After divorce, one spouse might require financial support to live independently. Each separation is unique, and the courts evaluate all the circumstances when determining if financial support is necessary.
Knowing the answers to these frequently asked questions about spousal support can help both parties understand what to expect in a divorce.
What factors determine spousal support eligibility?
The purpose of spousal support is to assist those with less income work towards financial independence after divorce. However, each person’s ability to become independent depends on the following factors:
- Work experience
- Assets available to both parties
- Length of the marriage
Courts often consider multiple factors when one spouse earned most of the income during the marriage.

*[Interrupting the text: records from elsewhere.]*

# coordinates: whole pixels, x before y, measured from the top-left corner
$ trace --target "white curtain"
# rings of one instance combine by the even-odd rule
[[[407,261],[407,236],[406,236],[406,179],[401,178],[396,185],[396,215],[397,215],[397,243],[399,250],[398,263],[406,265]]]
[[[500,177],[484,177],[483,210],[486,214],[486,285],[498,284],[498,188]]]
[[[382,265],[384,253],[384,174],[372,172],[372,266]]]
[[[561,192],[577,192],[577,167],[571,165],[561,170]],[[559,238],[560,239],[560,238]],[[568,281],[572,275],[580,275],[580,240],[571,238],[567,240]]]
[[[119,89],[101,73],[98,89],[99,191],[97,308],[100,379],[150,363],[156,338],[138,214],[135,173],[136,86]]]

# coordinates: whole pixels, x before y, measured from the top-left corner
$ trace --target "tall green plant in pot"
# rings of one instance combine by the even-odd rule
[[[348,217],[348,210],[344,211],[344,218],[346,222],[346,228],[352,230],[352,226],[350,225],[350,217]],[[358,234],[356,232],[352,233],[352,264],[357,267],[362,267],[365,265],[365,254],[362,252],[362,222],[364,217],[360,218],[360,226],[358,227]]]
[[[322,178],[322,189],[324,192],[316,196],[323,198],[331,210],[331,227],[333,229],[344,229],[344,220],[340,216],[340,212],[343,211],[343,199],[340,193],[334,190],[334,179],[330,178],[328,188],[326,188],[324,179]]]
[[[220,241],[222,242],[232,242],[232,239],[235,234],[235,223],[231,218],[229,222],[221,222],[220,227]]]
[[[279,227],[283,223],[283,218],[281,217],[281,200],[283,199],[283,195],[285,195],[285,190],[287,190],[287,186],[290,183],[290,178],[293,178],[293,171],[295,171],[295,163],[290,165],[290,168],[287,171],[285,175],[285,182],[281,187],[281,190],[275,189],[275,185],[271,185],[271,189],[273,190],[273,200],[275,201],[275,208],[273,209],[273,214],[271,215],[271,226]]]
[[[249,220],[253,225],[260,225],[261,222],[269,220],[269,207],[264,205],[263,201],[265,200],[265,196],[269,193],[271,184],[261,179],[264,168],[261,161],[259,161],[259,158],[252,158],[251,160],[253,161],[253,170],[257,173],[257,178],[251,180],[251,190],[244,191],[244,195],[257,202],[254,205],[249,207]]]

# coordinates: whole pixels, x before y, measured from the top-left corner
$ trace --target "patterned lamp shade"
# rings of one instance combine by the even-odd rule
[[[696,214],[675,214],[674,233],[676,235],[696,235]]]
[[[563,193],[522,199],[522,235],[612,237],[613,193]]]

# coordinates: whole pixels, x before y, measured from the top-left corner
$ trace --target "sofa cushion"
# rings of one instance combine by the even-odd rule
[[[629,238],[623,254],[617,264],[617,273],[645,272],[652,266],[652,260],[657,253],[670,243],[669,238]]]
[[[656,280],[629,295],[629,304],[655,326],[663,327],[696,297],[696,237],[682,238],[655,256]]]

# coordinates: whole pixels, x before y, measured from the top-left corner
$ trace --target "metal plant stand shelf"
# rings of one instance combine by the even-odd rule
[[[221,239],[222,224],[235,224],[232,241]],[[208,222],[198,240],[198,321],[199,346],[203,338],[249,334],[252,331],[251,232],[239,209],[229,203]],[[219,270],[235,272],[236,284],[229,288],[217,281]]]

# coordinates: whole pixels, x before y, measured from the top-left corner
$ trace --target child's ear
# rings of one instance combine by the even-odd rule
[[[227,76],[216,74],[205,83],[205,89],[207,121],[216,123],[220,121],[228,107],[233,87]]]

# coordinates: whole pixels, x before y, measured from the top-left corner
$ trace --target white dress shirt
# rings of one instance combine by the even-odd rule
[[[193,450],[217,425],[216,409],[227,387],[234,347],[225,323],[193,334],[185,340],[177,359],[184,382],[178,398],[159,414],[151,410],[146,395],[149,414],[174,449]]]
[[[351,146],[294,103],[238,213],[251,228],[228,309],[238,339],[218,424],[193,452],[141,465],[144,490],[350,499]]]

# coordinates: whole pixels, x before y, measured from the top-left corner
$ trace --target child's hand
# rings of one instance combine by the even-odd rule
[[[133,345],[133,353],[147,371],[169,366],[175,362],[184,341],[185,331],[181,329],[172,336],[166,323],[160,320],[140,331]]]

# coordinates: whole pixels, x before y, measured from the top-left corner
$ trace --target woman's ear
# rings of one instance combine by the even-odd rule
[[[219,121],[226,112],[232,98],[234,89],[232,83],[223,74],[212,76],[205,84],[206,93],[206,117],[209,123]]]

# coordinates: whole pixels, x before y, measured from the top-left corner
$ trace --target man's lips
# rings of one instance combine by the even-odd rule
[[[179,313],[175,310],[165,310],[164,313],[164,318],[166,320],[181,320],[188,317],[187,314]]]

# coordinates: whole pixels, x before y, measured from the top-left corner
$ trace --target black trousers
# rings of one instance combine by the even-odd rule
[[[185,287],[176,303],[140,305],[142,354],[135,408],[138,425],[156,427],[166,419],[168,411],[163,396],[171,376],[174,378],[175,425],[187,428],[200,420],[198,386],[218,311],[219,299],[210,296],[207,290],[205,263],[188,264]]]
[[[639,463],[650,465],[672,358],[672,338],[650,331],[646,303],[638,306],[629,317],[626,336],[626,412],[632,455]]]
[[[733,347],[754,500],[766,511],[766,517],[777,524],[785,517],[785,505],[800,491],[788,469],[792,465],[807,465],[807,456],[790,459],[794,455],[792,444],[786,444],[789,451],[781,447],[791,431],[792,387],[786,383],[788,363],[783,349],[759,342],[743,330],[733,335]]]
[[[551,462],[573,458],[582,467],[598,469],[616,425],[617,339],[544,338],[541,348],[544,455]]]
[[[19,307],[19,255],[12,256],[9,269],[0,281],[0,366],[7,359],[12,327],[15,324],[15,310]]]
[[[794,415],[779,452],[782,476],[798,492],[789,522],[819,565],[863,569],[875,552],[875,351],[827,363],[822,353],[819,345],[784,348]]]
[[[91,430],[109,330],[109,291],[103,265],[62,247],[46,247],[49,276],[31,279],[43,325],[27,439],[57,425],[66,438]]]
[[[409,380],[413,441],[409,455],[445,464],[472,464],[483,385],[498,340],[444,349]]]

How long does spousal support last?
Spousal support may or may not be a permanent option. After analyzing the different qualification factors, the courts determine how long a person may need support. Usually, the length of the marriage and each person’s current income have the most influence on how long one party receives financial support.
Are there situations that change the amount of spousal support?
There are occasions when spousal support requires adjustment. Changes in the following situations may warrant an increase or decrease in the support payments:
- The death of one spouse
- An increase or decrease in either party’s income
- The remarriage or cohabitation of the receiving party
Changes in support payments do not occur automatically. One spouse must file for an amendment with the courts.
Spousal support can be vital after divorce. Understanding what to expect may encourage both parties to plan for ways to be financially independent.